Самые теплые, нежные, счастливые воспоминания были связаны у Лихачева с доходным домом на углу Офицерской улицы (д. 17/9) и Прачечного переулка, недалеко от Львиного мостика. Здесь семья Лихачевых сняла пятикомнатную квартиру на втором этаже, когда маленькому Диме было всего несколько лет от роду.
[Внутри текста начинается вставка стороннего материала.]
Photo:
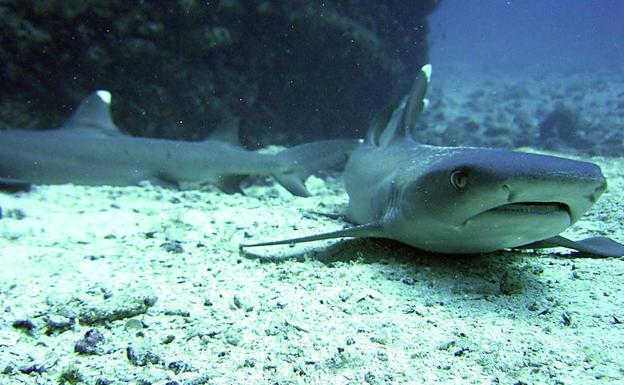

«Мне было два или три года. Я получил в подарок немецкую книжку с очень яркими картинками. Была там сказка о Счастливом Гансе. Одна из иллюстраций — сад, яблоня с крупными красными яблоками, ярко-синее небо. Так радостно было смотреть на эту картинку зимой, мечтая о лете. И еще воспоминание. Когда ночью выпадал первый снег, комната, где я просыпался, оказывалась ярко освещенной снизу, от снега на мостовой (мы жили на втором этаже). На светлом потолке двигались тени прохожих».
Одним из счастливейших воспоминаний в своей жизни назвал много лет спустя известный ученый один день: ‹‹Мама лежит на кушетке. Я забираюсь между ней и подушками, ложусь тоже, и мы вместе поем песни. В одной из песен были такие слова:
«Ясно помню, — говорил Д. С. Лихачев, — что слово „прощебечь“ я пел как „прощебесь“ и думал, что это кто-то кому-то приказывает „прочь с дороги“. Только уже на Соловках, вспоминая детство, я понял истинный смысл строки».
Очень многое довелось узнать и понять Лихачеву в Соловецком лагере. Он видел, как совсем рядом с ним рушатся жизни, ломаются судьбы. Но сам он был защищен — не знакомствами и связями, не могущественными покровителями или собственной физической силой — детством своим. «Ему, — говорит Е. Водолазкин, — удалось захватить с собой из Питера некоторые вещи, в том числе и детское одеяло. Им даже толком укрыться было невозможно, но оно согревало его не физически, а памятью».
Самое раннее детское воспоминание Д. Лихачева (семья его еще живет на Английском проспекте, в доме 20):
«Я с братом смотрю волшебный фонарь. Зрелище, от которого замирает душа. Какие яркие цвета! И мне особенно нравится одна картина: дети делают снежного Деда Мороза. Он не может говорить. Эта мысль приходит мне в голову, и я его люблю, Деда Мороза, — он мой, мой. Я только не могу его обнять, как обнимаю любимого плюшевого и тоже молчащего медвежонка».
Счастливое детство — бесценный Дар, способный осветить всю жизнь, в какие бы темные бездны ни вела впоследствии судьба.
Так же и Владимир Набоков на чужбине не раз вспоминал свои счастливые детские годы и написал пронзительную книгу о жизни на родной земле. А в Берлине, где ему суждено было прожить долгие годы, вдалеке от дома детства, он создал рассказ-письмо, в котором ощущения героя тесно переплелись с его собственным чувствами:
«Слушай, я совершенно счастлив. Счастье мое — вызов. Блуждая по улицам, по площадям, по набережным вдоль канала, — рассеянно чувствуя губы сырости сквозь дырявые подошвы, — я с гордостью несу свое необъяснимое счастье. Прокатят века, — школьники будут скучать над историей наших потрясений, — все пройдет, все пройдет, но счастье мое, милый друг, счастье мое останется — в мокром отражении фонаря, в осторожном повороте каменных ступеней, спускающихся в черные воды канала, в улыбке танцующей четы — во всем, чем Бог окружает так щедро человеческое одиночество».
Такому взгляду, способному различить отсвет небесной гармонии даже «в сыром, смазанном черным салом берлинском асфальте», может научить, пожалуй, только счастливое детство.
Глава 7
Малая Охта и Васильевский остров — Михаил Пришвин
Горький однажды сказал Михаилу Пришвину такие слова, какие никому кажется, еще не говорил: «Я счастлив, что живу с вами на одной планете». Ремизов, у которого Пришвин учился искусству слова, цитируя горьковские слова, восторженно воскликнул: «А как не восчувствовать и не полюбить Пришвина и всякому, для кого дороги и близки эти кусты, пеньки, ямки, овражки, логи, кочки, хохолки — вся необъятная, бедноватая, в чем-то печальная русская природа. Пришвин нашел для нее слово — гремящее, как лесной ключ, сверкающее, как озимые росы. Повторяя за ним это слово, видишь и чувствуешь живую русскую землю».
Строчки его прозы — словно молитвенный шепот. Имя Михаила Пришвина стало едва ли не синонимом священного гимна природе.
Многие почитатели его творчества считают истоками чистой и прохладной, как река, прозы старинное имение Хрущево Орловской губернии Елецкого уезда. Там родился будущий писатель. В тех краях прошли его юные годы.